Luego, esta “ágrafa” (las comillas son para resaltar que lo es y lo demuestra, veamos cómo), menciona que le molestan los “ripios” en la prosa de Saer. Y aclara: “Ripio en el sentido de que no aporta, solo ocupa un espacio rítmico: pero un exceso de espacio.” Cuando la definición de ripio refiere a la poesía y no a la prosa: palabra superflua o frase hecha que se usa con el objeto de completar un verso o de lograr la rima fácilmente y que degrada la calidad del poema. El ripio al que refiere, podemos inferir, es una piedra, una dificultad, en este caso, materializada en su incapacidad para percibir la musicalidad de una continuidad de palabras al ser leídas (tal vez necesite leer en voz alta, ¿será eso?). Puede el lector seguir sufriendo con sus quejas sobre el uso de comas, y otras expresiones olvidables, en el blog de Eterna Cadencia.

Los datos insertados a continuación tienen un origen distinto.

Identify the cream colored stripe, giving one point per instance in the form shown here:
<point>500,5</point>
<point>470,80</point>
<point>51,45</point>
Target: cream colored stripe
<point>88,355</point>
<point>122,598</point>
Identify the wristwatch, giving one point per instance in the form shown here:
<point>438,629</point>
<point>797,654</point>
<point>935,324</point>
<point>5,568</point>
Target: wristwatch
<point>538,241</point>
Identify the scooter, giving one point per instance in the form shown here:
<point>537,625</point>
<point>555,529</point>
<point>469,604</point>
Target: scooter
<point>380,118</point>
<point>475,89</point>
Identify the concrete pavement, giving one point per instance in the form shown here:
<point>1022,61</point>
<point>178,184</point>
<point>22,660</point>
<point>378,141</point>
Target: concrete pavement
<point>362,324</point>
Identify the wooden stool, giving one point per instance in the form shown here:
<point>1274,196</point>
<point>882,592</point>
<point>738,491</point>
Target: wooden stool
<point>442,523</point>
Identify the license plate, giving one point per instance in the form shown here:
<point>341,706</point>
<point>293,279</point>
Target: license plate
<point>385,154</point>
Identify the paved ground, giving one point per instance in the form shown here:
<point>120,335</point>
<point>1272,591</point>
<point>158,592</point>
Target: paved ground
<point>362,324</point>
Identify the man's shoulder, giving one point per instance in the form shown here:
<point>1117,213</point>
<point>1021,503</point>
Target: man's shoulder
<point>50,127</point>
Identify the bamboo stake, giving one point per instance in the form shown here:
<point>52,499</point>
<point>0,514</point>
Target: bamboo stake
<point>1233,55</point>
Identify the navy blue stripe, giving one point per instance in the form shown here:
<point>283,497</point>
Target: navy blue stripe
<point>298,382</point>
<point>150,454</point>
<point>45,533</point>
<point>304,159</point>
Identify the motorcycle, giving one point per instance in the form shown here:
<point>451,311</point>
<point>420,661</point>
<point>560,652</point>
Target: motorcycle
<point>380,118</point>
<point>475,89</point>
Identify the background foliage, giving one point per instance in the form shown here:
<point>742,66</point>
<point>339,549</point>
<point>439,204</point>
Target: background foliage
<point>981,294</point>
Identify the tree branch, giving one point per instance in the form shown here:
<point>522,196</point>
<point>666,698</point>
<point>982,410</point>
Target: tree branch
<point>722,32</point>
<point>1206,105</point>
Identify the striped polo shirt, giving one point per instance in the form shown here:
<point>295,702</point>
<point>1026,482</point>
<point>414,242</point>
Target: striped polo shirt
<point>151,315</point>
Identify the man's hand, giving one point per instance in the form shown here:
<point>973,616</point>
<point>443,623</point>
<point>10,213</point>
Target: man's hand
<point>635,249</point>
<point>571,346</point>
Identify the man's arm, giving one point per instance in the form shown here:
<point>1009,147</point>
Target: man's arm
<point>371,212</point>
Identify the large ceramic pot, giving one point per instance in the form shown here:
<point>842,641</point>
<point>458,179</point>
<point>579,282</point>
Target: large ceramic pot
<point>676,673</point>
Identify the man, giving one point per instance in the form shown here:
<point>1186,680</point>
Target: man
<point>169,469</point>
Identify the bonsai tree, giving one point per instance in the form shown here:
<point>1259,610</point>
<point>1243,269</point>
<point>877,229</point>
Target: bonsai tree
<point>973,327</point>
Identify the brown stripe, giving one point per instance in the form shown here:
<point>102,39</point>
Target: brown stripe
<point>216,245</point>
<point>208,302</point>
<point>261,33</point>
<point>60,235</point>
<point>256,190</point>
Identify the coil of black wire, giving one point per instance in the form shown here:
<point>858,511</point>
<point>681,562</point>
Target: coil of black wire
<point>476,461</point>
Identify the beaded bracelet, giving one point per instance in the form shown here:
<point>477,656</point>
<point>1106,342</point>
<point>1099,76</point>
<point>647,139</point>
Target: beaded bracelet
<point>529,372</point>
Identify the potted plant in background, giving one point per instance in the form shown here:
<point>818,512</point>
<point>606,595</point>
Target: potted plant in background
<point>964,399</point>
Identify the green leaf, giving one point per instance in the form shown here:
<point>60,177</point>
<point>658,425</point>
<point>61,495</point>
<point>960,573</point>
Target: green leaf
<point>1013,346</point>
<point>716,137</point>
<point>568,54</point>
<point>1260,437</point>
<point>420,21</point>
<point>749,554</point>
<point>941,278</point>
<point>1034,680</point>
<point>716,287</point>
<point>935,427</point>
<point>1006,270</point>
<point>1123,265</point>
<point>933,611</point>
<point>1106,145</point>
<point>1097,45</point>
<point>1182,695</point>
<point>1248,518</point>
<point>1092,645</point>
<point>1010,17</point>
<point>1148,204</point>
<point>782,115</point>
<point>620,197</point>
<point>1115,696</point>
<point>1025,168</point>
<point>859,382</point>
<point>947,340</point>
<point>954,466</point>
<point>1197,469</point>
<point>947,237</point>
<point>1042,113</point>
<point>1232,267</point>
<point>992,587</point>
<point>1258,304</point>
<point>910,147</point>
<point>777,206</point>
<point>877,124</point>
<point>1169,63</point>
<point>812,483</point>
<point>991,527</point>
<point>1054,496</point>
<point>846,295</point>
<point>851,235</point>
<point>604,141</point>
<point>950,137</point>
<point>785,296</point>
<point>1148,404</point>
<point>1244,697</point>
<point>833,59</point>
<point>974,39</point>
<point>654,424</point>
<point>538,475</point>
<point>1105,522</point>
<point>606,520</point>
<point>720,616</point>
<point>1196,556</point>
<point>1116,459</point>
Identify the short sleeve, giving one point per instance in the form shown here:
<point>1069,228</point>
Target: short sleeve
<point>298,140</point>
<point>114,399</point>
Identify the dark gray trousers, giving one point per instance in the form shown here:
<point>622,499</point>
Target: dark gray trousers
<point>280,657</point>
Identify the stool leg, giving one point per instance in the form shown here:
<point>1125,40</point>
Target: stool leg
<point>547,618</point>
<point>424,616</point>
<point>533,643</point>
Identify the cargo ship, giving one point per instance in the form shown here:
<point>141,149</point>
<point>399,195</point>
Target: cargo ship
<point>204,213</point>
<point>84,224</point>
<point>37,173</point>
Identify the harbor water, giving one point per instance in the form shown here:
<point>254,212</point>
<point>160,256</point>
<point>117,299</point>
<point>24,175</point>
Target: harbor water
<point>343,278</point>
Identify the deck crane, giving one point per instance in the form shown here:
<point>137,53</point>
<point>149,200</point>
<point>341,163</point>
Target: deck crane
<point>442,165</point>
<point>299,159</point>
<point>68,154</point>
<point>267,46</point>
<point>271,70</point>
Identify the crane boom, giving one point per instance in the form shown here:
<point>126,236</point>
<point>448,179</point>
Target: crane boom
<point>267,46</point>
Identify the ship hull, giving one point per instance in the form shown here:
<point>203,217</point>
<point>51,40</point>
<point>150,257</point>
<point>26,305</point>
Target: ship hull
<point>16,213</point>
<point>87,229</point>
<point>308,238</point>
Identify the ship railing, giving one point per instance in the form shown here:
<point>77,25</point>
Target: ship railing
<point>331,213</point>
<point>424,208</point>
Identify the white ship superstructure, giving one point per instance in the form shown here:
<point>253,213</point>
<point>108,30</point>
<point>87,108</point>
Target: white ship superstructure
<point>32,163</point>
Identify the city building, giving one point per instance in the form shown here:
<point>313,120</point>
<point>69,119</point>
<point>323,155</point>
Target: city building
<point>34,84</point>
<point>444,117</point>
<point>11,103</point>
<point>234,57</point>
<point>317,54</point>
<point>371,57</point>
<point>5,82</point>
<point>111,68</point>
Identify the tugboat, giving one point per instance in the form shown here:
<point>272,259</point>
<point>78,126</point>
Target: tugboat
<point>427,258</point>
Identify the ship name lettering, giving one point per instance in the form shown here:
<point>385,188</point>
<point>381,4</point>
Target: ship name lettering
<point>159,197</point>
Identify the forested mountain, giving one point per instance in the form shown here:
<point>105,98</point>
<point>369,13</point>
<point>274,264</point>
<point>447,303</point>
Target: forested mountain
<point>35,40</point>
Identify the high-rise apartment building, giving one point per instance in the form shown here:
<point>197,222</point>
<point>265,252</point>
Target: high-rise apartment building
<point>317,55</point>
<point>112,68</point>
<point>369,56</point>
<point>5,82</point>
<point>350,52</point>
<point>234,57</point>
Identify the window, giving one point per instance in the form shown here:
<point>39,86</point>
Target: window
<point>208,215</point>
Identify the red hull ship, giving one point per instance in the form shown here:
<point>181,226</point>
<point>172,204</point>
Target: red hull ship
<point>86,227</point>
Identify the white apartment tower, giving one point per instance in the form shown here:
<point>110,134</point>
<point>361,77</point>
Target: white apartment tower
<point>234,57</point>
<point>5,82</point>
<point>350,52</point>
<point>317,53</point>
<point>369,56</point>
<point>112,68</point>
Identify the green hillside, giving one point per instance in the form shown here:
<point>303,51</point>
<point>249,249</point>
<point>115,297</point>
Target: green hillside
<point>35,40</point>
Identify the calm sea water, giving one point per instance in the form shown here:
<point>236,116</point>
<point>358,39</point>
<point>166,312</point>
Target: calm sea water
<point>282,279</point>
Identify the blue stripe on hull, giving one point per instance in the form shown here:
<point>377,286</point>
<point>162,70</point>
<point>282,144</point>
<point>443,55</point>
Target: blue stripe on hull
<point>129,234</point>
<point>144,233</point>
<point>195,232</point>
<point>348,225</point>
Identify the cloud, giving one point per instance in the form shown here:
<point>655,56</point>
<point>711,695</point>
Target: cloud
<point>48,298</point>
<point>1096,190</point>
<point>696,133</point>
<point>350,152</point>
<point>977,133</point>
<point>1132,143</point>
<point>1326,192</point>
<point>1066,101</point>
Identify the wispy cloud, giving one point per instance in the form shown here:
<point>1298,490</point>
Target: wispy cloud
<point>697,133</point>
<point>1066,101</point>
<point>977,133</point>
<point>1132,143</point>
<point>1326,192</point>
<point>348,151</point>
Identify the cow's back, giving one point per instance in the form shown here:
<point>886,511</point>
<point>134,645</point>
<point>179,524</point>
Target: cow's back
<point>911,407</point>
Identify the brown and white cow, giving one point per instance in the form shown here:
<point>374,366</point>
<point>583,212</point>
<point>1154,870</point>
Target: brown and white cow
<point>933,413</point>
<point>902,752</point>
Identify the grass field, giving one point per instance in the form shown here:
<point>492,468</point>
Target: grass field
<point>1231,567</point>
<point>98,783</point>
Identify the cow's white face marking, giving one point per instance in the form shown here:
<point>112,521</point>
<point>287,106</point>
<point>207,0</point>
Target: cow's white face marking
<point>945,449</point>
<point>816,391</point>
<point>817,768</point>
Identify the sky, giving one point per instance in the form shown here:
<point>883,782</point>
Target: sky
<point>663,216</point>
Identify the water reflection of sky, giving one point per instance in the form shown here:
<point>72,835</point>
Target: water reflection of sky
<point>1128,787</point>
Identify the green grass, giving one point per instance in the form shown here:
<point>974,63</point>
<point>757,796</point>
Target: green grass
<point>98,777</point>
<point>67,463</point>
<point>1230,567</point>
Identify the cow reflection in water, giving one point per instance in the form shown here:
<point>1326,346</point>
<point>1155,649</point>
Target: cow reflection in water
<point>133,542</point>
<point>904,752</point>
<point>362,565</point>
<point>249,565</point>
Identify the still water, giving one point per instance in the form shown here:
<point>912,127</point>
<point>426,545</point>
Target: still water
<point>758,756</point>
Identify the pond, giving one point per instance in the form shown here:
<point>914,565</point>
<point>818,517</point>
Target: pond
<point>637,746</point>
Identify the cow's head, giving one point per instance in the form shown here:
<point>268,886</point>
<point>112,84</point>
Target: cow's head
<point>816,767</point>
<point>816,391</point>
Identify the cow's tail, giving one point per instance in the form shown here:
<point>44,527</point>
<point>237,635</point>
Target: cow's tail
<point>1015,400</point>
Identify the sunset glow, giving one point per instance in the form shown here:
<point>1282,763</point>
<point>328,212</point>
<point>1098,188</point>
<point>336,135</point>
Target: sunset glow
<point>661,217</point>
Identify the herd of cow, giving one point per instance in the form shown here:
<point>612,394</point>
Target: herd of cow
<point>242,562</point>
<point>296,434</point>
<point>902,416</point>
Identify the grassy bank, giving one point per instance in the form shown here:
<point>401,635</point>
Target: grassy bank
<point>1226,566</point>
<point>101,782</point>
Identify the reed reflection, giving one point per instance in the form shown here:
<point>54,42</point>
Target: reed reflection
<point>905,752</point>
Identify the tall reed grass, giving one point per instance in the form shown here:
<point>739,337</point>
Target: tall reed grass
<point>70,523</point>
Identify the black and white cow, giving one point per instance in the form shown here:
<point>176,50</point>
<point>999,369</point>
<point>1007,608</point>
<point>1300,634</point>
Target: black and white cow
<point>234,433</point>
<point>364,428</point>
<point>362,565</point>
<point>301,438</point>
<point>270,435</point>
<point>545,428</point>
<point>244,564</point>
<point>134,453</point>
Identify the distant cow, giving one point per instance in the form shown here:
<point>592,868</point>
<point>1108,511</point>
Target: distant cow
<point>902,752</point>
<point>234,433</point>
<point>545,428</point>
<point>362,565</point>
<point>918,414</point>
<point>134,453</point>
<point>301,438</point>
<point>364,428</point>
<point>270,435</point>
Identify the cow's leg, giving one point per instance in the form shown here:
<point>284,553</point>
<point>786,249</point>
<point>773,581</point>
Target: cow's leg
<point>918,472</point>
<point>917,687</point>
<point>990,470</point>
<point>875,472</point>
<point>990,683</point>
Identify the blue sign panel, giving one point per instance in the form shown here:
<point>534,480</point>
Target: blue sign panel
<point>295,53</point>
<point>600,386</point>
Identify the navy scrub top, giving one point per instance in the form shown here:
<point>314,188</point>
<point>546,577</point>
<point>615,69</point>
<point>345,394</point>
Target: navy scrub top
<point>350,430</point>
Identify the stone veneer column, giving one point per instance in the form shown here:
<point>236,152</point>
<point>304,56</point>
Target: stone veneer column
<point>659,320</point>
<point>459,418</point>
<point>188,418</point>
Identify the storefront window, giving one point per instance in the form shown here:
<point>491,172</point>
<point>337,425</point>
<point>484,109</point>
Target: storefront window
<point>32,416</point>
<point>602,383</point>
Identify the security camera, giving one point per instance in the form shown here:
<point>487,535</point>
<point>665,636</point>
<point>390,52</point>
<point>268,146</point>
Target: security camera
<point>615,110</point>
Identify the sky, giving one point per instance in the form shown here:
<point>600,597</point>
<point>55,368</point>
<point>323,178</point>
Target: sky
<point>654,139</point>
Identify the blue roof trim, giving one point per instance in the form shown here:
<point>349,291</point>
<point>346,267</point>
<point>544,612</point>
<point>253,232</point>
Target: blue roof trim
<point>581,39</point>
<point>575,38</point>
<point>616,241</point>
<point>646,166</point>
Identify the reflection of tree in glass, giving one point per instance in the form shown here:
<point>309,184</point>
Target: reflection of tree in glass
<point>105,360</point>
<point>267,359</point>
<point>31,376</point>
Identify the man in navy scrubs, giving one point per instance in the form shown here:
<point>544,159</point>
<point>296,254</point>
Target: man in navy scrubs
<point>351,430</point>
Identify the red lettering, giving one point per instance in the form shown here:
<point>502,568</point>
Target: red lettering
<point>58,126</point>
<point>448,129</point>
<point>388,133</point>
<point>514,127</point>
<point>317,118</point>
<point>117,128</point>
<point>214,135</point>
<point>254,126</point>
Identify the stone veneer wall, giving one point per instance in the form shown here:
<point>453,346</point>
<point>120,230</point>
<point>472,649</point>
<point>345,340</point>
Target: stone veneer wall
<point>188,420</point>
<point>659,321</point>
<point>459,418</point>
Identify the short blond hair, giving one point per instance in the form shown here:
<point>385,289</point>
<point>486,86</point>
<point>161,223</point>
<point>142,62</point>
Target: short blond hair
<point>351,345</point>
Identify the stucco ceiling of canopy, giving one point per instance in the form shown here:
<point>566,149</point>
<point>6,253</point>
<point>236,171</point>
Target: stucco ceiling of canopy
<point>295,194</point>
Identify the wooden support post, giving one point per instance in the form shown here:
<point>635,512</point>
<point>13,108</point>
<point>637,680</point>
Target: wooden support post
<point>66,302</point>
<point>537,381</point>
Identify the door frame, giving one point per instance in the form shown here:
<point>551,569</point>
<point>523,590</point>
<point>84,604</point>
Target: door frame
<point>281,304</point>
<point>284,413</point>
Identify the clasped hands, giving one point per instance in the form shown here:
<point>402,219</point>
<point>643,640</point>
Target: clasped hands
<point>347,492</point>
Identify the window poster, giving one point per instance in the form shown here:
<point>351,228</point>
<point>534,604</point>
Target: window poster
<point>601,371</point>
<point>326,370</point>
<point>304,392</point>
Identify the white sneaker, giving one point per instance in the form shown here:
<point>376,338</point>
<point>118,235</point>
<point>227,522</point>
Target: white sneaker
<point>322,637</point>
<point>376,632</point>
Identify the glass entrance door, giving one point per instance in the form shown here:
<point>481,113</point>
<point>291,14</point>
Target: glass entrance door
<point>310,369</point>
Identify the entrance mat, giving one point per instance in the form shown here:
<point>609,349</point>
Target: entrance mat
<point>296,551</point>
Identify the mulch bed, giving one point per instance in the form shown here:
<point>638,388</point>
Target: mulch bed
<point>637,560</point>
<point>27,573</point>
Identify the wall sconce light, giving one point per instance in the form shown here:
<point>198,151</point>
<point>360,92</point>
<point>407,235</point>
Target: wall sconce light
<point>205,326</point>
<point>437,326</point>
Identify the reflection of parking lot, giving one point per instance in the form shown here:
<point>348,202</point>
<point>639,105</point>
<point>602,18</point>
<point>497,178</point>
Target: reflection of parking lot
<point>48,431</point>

Como Saer no necesita defensor alguno, procedo a citar una extensa y maravillosa oración de “Glosa” (que, aclaremos de manera definitiva, no es una “cosa”, sino una de sus obras). La misma refiere a un suceso que se avecina, como gema de tiempo a la espera de nuestro descubrimiento: “Es, como ya sabemos, la mañana: aunque no tenga sentido decirlo, ya que es siempre la misma vez, una vez más el sol, como la tierra, al parecer, gira, ha dado la ilusión de ir subiendo, desde esa dirección a la que se le dice el Este, en la extensión azul que llamamos cielo, y, poco a poco, después del alba, de la aurora, ha llegado a estar lo suficientemente alto, en la mitad de su ascenso pongamos, como para que, por la intensidad de eso que llamamos luz, llamemos, al estado que resulta, la mañana –una mañana de primavera en la que, otra vez, aunque, como decíamos, es siempre la misma vez, la temperatura ha ido subiendo, las nubes se han ido disipando, y los árboles que, por alguna razón, habían perdido poco a poco sus hojas, se han puesto a reverdecer, a dar flores otra vez, aunque, como decíamos, es siempre la misma, ¿no?, como decía, la llamamos “una”, porque nos parece que ha habido muchas, a causa de los cambios que nos parece, a los que damos nombres, percibir–, una mañana de primavera, luminosa, que ha venido formándose desde tres o cuatro días atrás, a partir de las últimas lluvias de septiembre y octubre que han limpiado, en un cielo cada vez más tibio y transparente, los últimos rastros del invierno.”